IVF labs typically “harvest” (their word) and fertilize multiple ova simultaneously in order to diminish risks of non-fertilization, deformed development, and/or problems with implantation. After the fertilized eggs develop to a certain point, the lab tech engages in the equivalent of a high school popularity contest, deciding which fertilized eggs are “most likely to succeed,” i.e., develop normally and implant successfully. The “winners” are implanted, and note I say plural. Some IVF clinics will only implant one fertilized ovum. Others will risk multiple implantations to reduce failure risk, with subsequent “selective reduction” (another euphemism from the abortion crowd) to eliminate the extra pregnancies a woman doesn’t want if she finds herself carrying multiple embryos.
So, perhaps she’s been “lucky” and had successful implantation(s). Maybe she’s even “reduced” the load. Back in the lab, there likely still are other fertilized ova, your average classmates that didn’t get voted “most likely to succeed.” What do you do with them?
- You can destroy them (especially if they are developing abnormally).
- You can donate them for experimental purposes. Embryonic “stem cell” research was sold to Americans 20 years ago as the greatest medical miracle since snake oil. Biomedical labs want them. Some people — I kid you not — even wonder if they can get a tax deduction on their “donation” (see here).
- You can freeze them. Maybe you plan on another baby “some time.” Maybe that’ll be sooner than later if you miscarry now. Or, like those extra pork chops you get at Costco, your fertilized embryos can keep in cryo-preserved liquid nitrogen (about -400 degrees) indefinitely. (Well, maybe not indefinitely: some countries do have a “discard by” date if unused).

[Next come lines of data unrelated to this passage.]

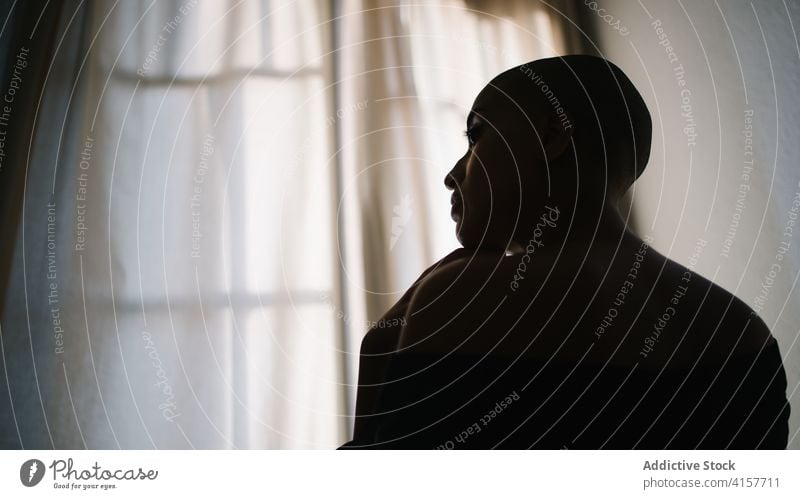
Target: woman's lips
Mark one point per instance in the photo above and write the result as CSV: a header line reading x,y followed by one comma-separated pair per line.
x,y
455,210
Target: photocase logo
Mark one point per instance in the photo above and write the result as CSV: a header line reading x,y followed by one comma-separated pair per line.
x,y
402,214
31,472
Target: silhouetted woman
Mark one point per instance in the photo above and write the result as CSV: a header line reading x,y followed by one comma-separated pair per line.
x,y
554,326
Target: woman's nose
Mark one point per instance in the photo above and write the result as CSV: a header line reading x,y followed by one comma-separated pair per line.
x,y
452,178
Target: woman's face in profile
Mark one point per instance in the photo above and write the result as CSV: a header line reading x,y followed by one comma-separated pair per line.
x,y
501,173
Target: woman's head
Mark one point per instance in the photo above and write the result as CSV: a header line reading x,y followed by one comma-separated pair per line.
x,y
569,130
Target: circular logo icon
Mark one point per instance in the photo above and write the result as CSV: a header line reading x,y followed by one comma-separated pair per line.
x,y
31,472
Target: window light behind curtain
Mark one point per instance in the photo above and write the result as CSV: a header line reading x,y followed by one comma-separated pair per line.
x,y
252,199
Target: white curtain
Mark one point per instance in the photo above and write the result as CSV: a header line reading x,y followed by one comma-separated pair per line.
x,y
219,197
722,191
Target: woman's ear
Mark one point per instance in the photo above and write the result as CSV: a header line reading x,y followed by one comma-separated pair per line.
x,y
557,138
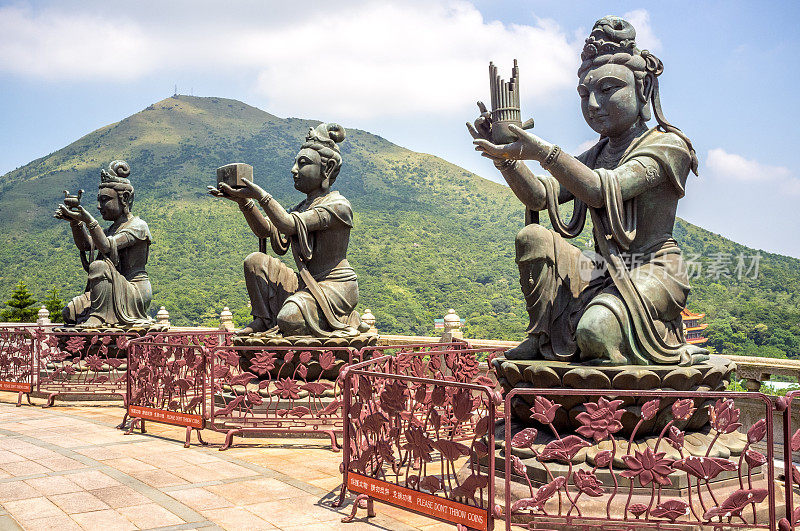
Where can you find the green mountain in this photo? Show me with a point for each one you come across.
(428, 235)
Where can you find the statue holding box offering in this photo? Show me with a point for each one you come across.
(118, 290)
(320, 298)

Currently, it’s estimated that there are at least one million such frozen babies in the United States and perhaps more likely two to three million. A tiny percentage will likely be thawed out for subsequent pregnancies (though I would argue we really are engaged in experimentation, for what do we know about the developmental consequences of extended embryonic cryopreservation). More likely, they will be forgotten. IVF is both expensive and a logistical hassle. Many people abandon their embryos.

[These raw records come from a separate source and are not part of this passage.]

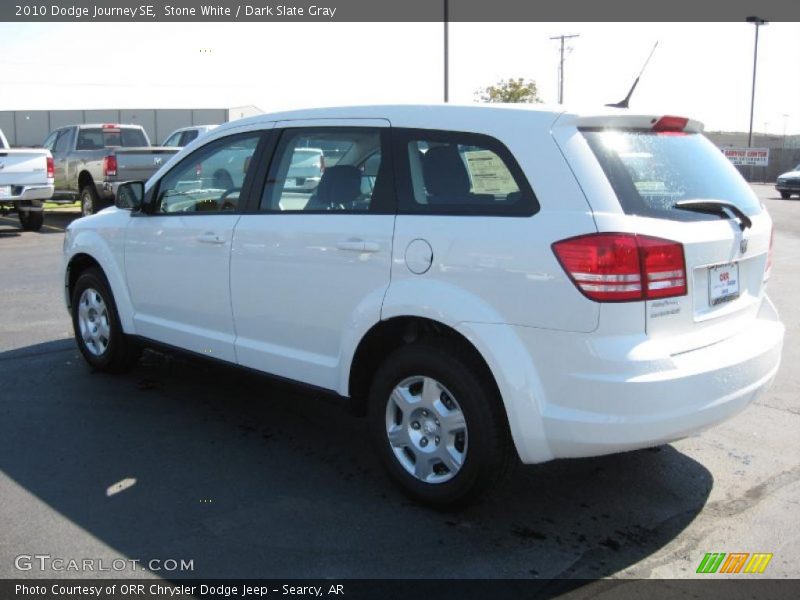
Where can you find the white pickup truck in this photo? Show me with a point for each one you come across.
(26, 179)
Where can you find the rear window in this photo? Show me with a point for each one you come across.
(651, 171)
(95, 139)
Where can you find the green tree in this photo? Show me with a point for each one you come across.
(510, 90)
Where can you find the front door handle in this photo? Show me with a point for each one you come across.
(209, 237)
(358, 246)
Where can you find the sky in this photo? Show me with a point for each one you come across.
(700, 70)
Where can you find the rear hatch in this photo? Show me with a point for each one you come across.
(659, 177)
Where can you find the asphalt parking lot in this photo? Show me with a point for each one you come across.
(249, 478)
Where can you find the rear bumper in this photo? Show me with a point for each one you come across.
(582, 402)
(21, 193)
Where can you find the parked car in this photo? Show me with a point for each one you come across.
(26, 180)
(92, 160)
(789, 183)
(514, 281)
(185, 135)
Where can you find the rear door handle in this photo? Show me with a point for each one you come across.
(358, 246)
(209, 237)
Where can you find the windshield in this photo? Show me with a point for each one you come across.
(651, 171)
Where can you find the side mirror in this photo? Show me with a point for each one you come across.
(130, 195)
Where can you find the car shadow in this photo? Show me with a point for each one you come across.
(250, 478)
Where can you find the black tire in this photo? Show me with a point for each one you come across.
(488, 450)
(119, 352)
(31, 220)
(89, 200)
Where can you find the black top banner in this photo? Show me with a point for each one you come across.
(394, 589)
(396, 10)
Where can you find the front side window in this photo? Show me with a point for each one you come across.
(652, 171)
(462, 173)
(325, 169)
(208, 180)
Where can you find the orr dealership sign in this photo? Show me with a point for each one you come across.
(753, 157)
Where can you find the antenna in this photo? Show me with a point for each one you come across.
(624, 102)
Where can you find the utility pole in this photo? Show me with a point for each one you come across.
(758, 22)
(562, 37)
(446, 52)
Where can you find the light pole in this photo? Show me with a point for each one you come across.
(758, 22)
(785, 116)
(446, 52)
(561, 65)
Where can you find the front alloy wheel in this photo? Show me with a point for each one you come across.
(98, 332)
(93, 322)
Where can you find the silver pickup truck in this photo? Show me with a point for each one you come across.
(26, 179)
(92, 160)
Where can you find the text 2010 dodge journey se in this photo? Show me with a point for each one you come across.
(482, 280)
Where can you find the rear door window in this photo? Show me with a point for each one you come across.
(458, 173)
(329, 169)
(651, 171)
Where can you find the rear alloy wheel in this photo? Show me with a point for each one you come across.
(31, 220)
(88, 201)
(98, 332)
(426, 429)
(438, 423)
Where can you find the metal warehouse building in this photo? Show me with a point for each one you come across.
(30, 127)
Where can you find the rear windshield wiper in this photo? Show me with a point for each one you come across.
(716, 207)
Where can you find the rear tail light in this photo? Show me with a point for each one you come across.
(623, 267)
(110, 166)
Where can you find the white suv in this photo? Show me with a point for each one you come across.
(483, 281)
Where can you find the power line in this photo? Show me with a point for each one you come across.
(562, 37)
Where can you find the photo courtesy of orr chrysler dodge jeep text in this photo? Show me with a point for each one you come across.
(482, 281)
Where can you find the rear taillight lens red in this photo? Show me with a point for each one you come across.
(623, 267)
(110, 166)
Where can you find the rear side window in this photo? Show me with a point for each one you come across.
(460, 173)
(97, 138)
(651, 171)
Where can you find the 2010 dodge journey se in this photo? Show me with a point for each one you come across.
(481, 280)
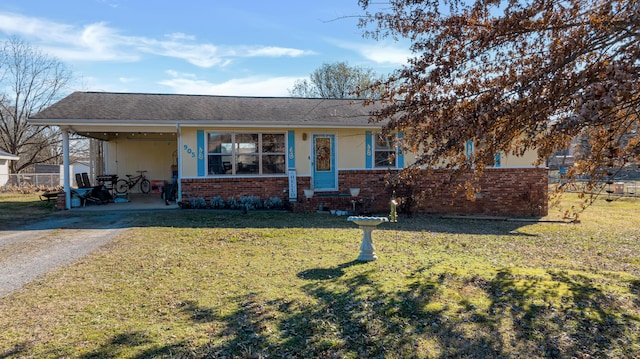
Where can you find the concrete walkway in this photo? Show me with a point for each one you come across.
(60, 239)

Except this is your baby. That’s why you created him.
Maybe a spouse dies. Maybe the couple divorces. (That’s been a problem: who “owns” the embryos and how do you “divide” them up? Since it took two to make a baby, can the one who gets them use them subsequently to birth children without the other’s consent? And how do you specify that “getting?” Is it “custody” or “possession?”) Do those frozen embryos stay on ice indefinitely? Or, at some point, do “abandoned accounts” laws come into play, allowing the clinic to sell or donate them off?
These are the pro-life issues IVF poses which the pro-abortionists would like you to ignore and timid pro-lifers flee from speaking about because it’s “complicated” and not reduced to a soundbite.
With selective reductions, discards, and at least one million frozen embryos, this practice is not pro-life.